Fig. 9 shows a schematic view of the operation principle of the optical processing unit 4, the brightness values of the respective points collected on the display panel 1 by the brightness collecting section and indicated as L1-Ln, the luminance values L1-Ln are converted into voltage values by the luminance-voltage converting section, respectively, and are represented as V1-Vn, when the difference between two adjacent voltage values of V1 to Vn is smaller than Vref (reference voltage), the comparison section 43 outputs a high potential (i.e., the comparison section 43 outputs the second signal), the timing control unit 2 registers a Delay value, that is, the timing control unit 2 holds the delay control signal outputted at the previous time, when the difference between two adjacent voltage values of V1 to Vn is greater than Vref, the comparing portion 43 outputs a low level (i.e. the comparing portion 43 outputs the first signal), and the timing control unit 2 needs to adjust the Delay value in time (i.e. the timing control unit 2 needs to output a Delay control signal different from the previous output).

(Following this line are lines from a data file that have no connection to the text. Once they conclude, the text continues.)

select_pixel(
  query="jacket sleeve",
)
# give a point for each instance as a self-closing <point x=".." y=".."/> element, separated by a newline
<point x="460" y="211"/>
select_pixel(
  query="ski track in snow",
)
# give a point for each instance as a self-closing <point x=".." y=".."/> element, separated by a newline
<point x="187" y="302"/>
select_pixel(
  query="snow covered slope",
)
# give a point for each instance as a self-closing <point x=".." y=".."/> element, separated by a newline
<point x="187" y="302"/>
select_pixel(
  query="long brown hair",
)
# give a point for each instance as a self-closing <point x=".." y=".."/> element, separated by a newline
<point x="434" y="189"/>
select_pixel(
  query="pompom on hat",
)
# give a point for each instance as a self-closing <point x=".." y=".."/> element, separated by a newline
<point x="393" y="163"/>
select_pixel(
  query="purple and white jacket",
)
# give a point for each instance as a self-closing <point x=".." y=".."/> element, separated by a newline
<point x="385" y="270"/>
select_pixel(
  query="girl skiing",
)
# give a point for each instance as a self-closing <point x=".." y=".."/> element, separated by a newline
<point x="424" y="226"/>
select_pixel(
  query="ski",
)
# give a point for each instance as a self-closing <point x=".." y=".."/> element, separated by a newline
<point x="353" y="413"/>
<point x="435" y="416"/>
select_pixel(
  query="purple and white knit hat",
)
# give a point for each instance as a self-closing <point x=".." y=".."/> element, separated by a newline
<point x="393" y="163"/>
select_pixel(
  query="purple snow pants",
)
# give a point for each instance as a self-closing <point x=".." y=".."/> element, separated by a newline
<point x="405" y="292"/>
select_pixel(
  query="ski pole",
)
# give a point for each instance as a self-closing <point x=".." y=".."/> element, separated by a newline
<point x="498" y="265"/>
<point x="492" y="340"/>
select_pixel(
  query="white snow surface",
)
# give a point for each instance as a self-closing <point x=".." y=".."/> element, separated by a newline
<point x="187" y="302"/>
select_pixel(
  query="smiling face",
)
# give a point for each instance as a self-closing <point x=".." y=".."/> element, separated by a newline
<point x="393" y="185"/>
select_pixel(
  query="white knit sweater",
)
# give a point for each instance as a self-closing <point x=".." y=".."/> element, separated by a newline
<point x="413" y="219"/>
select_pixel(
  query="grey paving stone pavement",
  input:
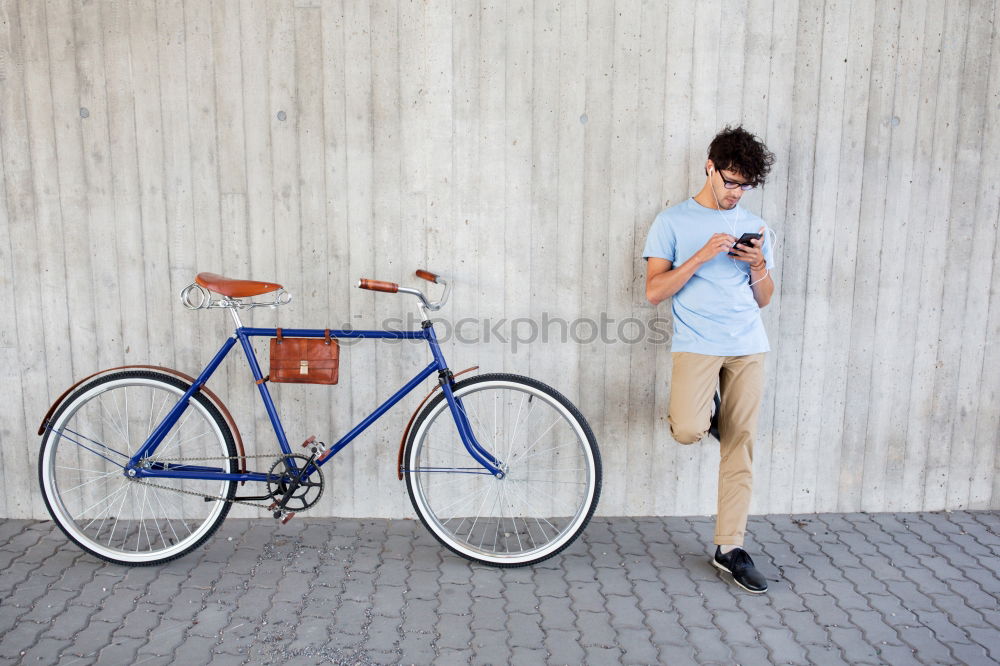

In this embodiment, the difference between the preset times corresponding to the delay control signals output by the timing control unit 2 two times in the vicinity is the minimum delay time step length preset by the timing control unit 2.

When the comparing part 43 sends the first signal, the timing control unit 2 outputs a delay control signal different from the previously output delay control signal to change the preset time, that is, outputs a second delay control signal different from the previously output first delay control signal according to the first signal to change the first preset time corresponding to the first delay control signal into a second preset time corresponding to the second delay control signal, where the second preset time is greater than the first preset time. Specifically, after the timing control unit 2 outputs a second delay control signal different from a first delay control signal output last time, the optical processing unit tests a first brightness value of a bright-state area of the display panel 1 and a second brightness value of a dark-state area of the display panel 1 again, compares the first brightness value with the second brightness value, and when the comparison unit 43 sends the second signal, the timing control unit 2 stores the corresponding delay control signal, so that when the modulation signal input to the backlight source and collected by the backlight pulse width modulation signal collection unit is at a low level, the timing control unit 2 can directly output the stored delay control signal.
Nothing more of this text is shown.